Суббота. После чаю Марья Алексевна уходит считать белье, принесенное прачкою.
– Мой друг, дело, кажется, устроится.
– Да? – Если так… ах, Боже мой… ах, Боже мой, скорее! Я, кажется, умру, если это еще продлится. Когда же и как?
– Решится завтра. Почти, почти несомненная надежда.
– Что же, как же?
– Держите себя смирно, мой друг: заметят! Вы чуть не прыгаете от радости. Ведь Марья Алексевна может сейчас войти за чем-нибудь.
– А сам хорош. Вошел, сияет, так что маменька долго смотрела на вас.
– Что ж, я ей сказал, отчего я весел, я заметил, что надобно было ей сказать, я так и сказал: «Я нашел отличное место».
– Несносный, несносный! Вы занимаетесь предостережениями мне и до сих пор ничего не сказали. Что же, говорите наконец.
– Нынче поутру Кирсанов, – вы знаете, мой друг, фамилия моего товарища Кирсанов…
– Знаю, несносный, несносный, знаю! Говорите же скорее, без этих глупостей.
– Сами мешаете, мой друг!
– Ах, Боже мой! И всё замечания, вместо того чтобы говорить дело. Я не знаю, что я с вами сделала бы – я вас на колени поставлю: здесь нельзя, – велю вам стать на колени на вашей квартире, когда вы вернетесь домой, и чтобы ваш Кирсанов смотрел и прислал мне записку, что вы стояли на коленях, – слышите, что я с вами сделаю?
– Хорошо, я буду стоять на коленях. А теперь молчу. Когда исполню наказание, буду прощен, тогда и буду говорить.
– Прощаю, только говорите, несносный.
– Благодарю вас. Вы прощаете, Вера Павловна, когда сами виноваты. Сами все перебивали.
– Вера Павловна? Это что? А ваш друг где же?
– Да, это был выговор, мой друг. Я человек обидчивый и суровый.
– Выговоры? Вы смеете давать мне выговоры? Я не хочу вас слушать.
– Не хотите?
– Конечно, не хочу! Что мне еще слушать? Ведь вы уж все сказали; что дело почти кончено, что завтра оно решится, видите, мой друг, ведь вы сами еще ничего не знаете нынче. Что же слушать? До свиданья, мой друг!
– Да послушайте, мой друг… Друг мой, послушайте же!
– Не слушаю и ухожу. – Вернулась. – Говорите скорее, не буду перебивать. Ах, Боже мой, если б вы знали, как вы меня обрадовали! Дайте вашу руку. Видите, как крепко, крепко жму.
– А слезы на глазах зачем?
– Благодарю вас, благодарю вас.
– Нынче поутру Кирсанов дал мне адрес дамы, которая назначила мне завтра быть у нее. Я лично незнаком с нею, но очень много слышал о ней от нашего общего знакомого, который и был посредником. Мужа ее знаю я сам, – мы виделись у этого моего знакомого много раз. Судя по всему этому, я уверен, что в ее семействе можно жить. А она, когда давала адрес моему знакомому для передачи мне, сказала, что уверена, что сойдется со мною в условиях. Стало быть, мой друг, дело можно считать почти совершенно конченным.

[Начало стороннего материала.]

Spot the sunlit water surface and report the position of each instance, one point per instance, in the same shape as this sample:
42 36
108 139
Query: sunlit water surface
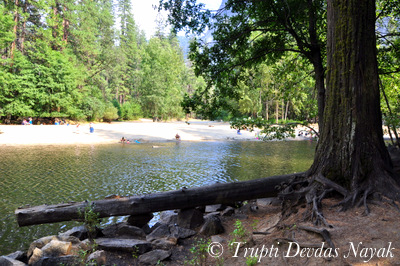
38 175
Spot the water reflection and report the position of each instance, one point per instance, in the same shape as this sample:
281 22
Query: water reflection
38 175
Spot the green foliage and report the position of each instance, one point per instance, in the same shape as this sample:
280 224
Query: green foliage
68 60
130 111
90 219
250 261
269 130
200 252
239 234
110 113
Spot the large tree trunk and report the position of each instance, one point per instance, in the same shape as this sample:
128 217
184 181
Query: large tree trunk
16 20
179 199
351 150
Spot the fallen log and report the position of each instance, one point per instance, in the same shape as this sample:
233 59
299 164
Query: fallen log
225 193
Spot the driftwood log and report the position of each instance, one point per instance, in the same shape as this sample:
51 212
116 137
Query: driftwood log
219 193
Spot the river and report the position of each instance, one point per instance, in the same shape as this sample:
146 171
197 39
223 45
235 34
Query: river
35 175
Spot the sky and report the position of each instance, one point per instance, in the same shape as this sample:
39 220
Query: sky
145 15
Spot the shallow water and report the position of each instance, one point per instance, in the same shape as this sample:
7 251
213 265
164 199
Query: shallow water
38 175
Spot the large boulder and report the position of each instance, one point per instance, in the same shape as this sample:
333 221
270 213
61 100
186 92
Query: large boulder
79 232
124 230
140 220
190 218
124 245
168 217
169 230
7 261
69 260
97 258
153 257
212 226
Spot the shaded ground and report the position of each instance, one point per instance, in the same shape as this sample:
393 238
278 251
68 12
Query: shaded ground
358 239
354 235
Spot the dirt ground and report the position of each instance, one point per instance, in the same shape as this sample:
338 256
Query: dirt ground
355 237
358 239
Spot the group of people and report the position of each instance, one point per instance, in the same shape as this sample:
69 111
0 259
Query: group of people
124 140
27 122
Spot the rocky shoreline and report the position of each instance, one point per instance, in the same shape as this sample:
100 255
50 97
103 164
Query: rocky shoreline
131 242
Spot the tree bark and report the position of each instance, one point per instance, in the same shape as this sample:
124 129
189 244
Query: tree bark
351 150
16 20
179 199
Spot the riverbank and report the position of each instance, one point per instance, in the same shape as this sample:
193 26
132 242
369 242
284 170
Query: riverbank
142 131
105 133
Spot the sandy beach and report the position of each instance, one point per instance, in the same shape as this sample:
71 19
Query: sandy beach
143 131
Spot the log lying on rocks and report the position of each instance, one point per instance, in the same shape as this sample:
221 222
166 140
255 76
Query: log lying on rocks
226 193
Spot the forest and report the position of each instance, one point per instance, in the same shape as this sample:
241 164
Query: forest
88 60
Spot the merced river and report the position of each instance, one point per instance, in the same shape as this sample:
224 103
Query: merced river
36 175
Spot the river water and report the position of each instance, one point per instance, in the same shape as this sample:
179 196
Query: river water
36 175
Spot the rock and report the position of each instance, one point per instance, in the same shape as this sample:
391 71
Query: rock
264 202
7 261
212 226
63 260
124 245
79 232
165 231
217 239
36 256
154 257
57 248
229 211
140 220
160 232
123 230
146 228
168 217
39 243
214 208
18 255
98 258
74 240
164 243
179 232
190 218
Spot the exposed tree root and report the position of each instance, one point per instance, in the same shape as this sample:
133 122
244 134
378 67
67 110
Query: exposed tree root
314 189
323 232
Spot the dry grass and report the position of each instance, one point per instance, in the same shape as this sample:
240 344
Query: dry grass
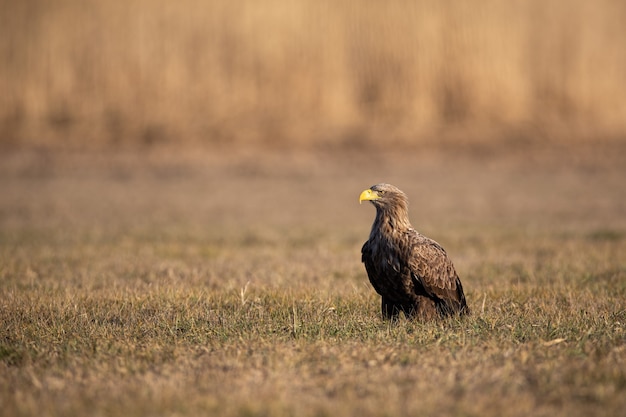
143 285
94 73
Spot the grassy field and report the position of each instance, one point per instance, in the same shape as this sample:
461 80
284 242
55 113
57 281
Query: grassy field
231 285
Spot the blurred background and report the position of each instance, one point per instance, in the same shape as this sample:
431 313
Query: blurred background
93 74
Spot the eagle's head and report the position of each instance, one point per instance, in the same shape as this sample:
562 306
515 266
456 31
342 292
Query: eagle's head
386 197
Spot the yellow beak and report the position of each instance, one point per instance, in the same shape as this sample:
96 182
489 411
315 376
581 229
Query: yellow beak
368 195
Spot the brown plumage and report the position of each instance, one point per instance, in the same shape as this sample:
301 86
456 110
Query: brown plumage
411 272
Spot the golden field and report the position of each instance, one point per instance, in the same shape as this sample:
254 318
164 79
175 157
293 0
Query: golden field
85 74
180 231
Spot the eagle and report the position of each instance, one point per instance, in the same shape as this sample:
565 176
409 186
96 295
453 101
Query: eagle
412 273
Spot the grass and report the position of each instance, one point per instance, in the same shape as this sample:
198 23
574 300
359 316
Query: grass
169 295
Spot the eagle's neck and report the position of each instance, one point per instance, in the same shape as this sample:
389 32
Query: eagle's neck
390 222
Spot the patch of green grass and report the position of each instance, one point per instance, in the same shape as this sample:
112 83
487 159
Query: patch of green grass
130 319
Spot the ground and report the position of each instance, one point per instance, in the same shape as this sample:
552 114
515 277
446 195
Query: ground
230 283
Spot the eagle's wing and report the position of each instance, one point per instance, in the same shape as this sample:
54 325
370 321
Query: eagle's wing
432 268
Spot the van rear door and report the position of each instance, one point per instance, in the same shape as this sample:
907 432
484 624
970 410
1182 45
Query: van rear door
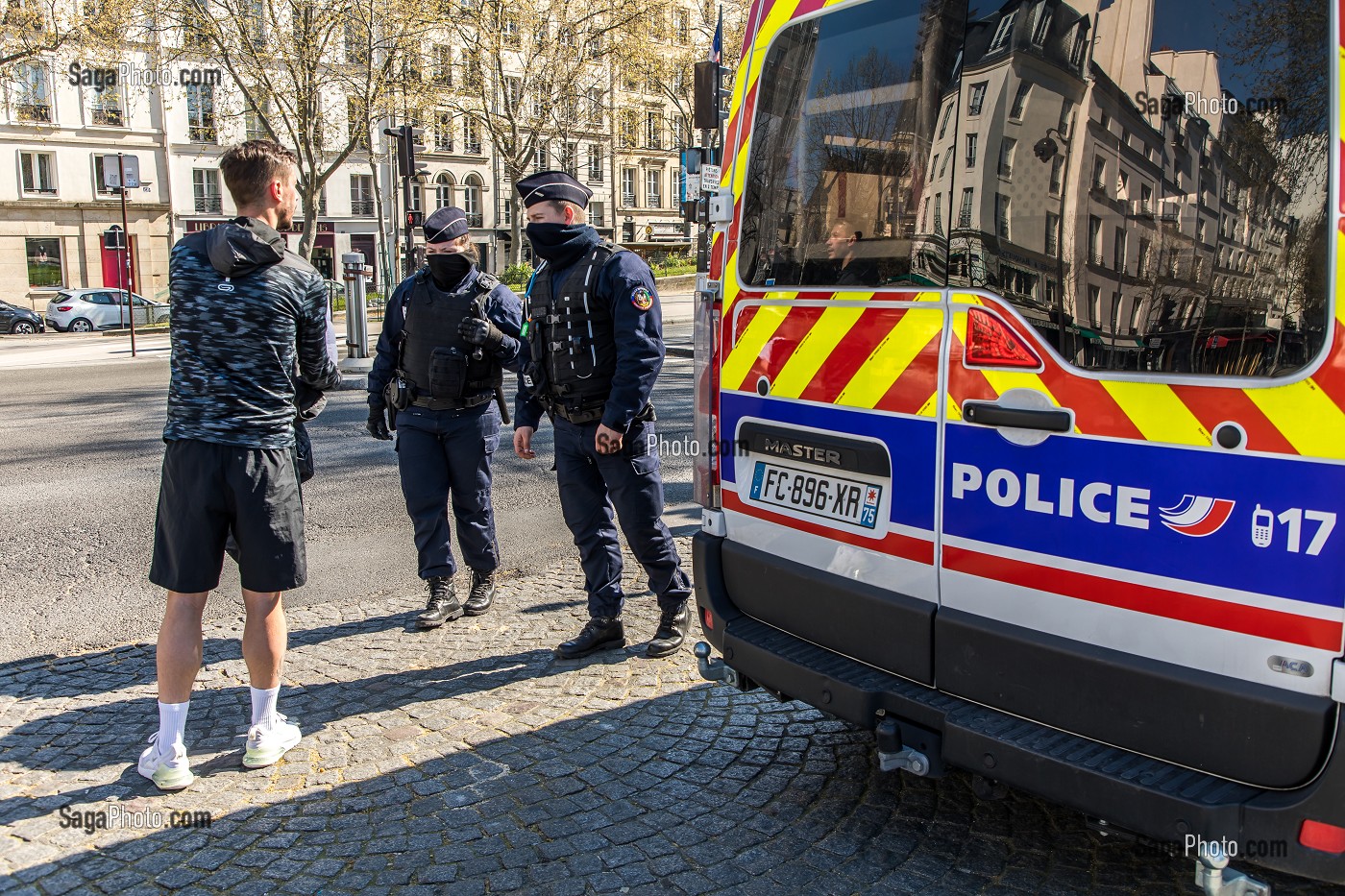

– Ах, как это будет хорошо! Какая радость! – твердила Верочка. – Но я хочу знать это скорее, как можно скорее. Вы от нее проедете прямо к нам?
– Нет, мой друг, это возбудит подозрения. Ведь я бываю у вас только для уроков. Мы сделаем вот что. Я пришлю по городской почте письмо к Марье Алексевне, что не могу быть на уроке во вторник и переношу его на среду. Если будет написано: на среду утро – значит, дело состоялось; на среду вечер – неудача. Но почти несомненно «на утро». Марья Алексевна это расскажет и Феде, и вам, и Павлу Константинычу.
– Когда же придет письмо?
– Вечером.
– Так долго! Нет, у меня недостанет терпенья. И что ж я узнаю из письма? Только «да» – и потом ждать до среды! Это мученье! Если «да», я как можно скорее уеду к этой даме. Я хочу знать тотчас же. Как же это сделать? Я сделаю вот что: я буду ждать вас на улице, когда вы пойдете от этой дамы.
– Друг мой, да это было бы еще неосторожнее, чем мне приехать к вам. Нет, уж лучше я приеду.
– Нет, здесь, может быть, нельзя было б и говорить. И во всяком случае маменька стала бы подозревать. Нет, лучше так, как я вздумала. У меня есть такой густой вуаль, что никто не узнает.